Pollution : quelle est la qualité de l’air en Gironde ?

Atmo nouvelle Aquitaine, qui surveille la qualité de l’air sur notre territoire, vient de livrer son bilan 2018. Résultat : Bien, mais peut mieux faire.

Dans son bilan annuel, l’organisme de surveillance se montre plutôt encourageant. Il note par exemple une baisse de -21% depuis 2009 pour le dioxyde d’azote, lié au trafic routier et -33% pour les particules fines, généré par la chauffage et l’automobile.
A l’inverse, le dioxyde de soufre imputable à l’activité industrielle progresse de +11 %. Un chiffre qui est toutefois à « relativiser en raison de la faiblesse des niveaux mesurés (les teneurs sont proches de la limite de quantification des appareils) », souligne le communiqué.

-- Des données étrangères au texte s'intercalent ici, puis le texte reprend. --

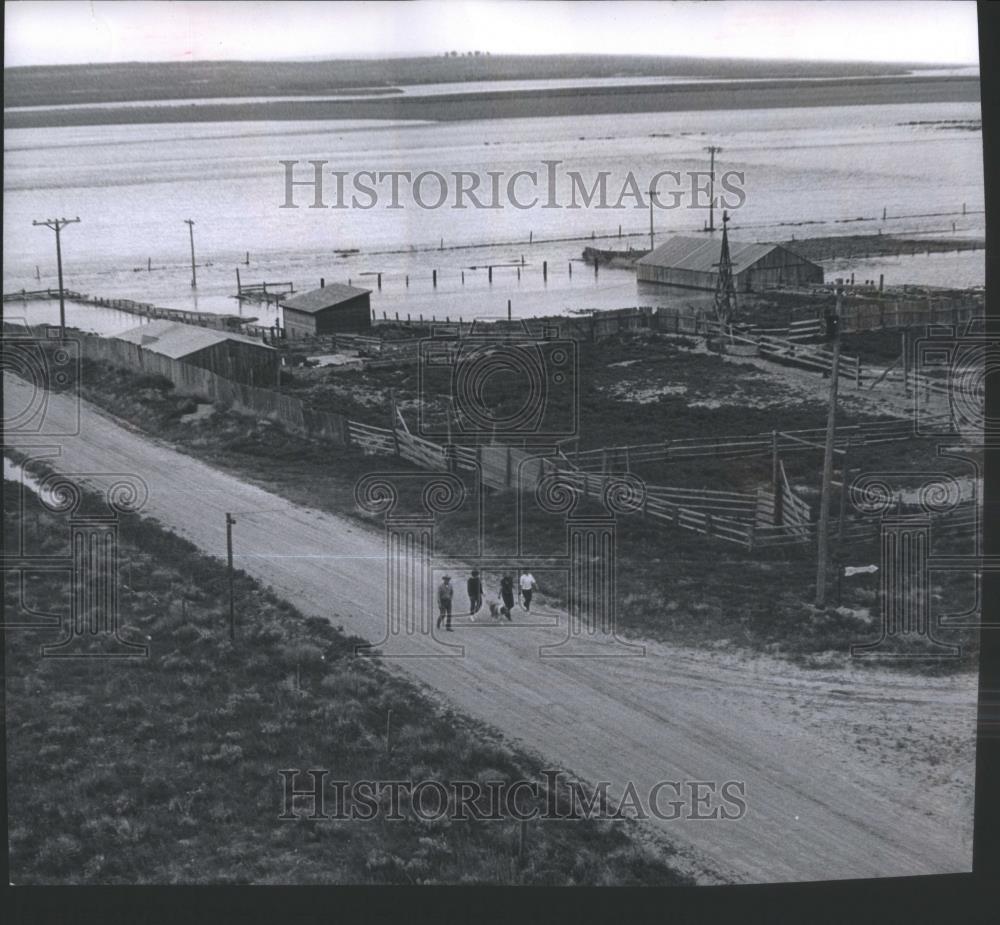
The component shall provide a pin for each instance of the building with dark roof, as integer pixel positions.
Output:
(333, 309)
(693, 263)
(235, 356)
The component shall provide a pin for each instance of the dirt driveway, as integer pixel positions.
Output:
(848, 773)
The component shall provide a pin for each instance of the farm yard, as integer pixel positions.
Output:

Néanmoins l’indice de l’air, En Nouvelle-Aquitaine, a eu une moyenne plutôt “très bonne à bonne” sur l’année 2018 plus de 8 jours sur 10. Pour Bordeaux, cet indice est légèrement inférieur avec une moyenne de 75% de jours très bons à bons.

“A surveiller’

Plus inquiétant : d’après les données récoltées par Atmo en 2018, les Girondins auraient été exposés de façon chronique ( quotidiennement) à des valeurs critiques de particules fines et d’ozone.
Lors des pics de pollution, le rapport pointe même un dépassement des seuils de particules en suspension et d’ozone qui résulte de la transformation de polluants primaires sous l’effet des rayonnements ultra-violets.

L’organisme rappelle que la pollution est responsable de 3500 décès prématurés par an, dans la région, d’après les chiffres de Santé Publique France.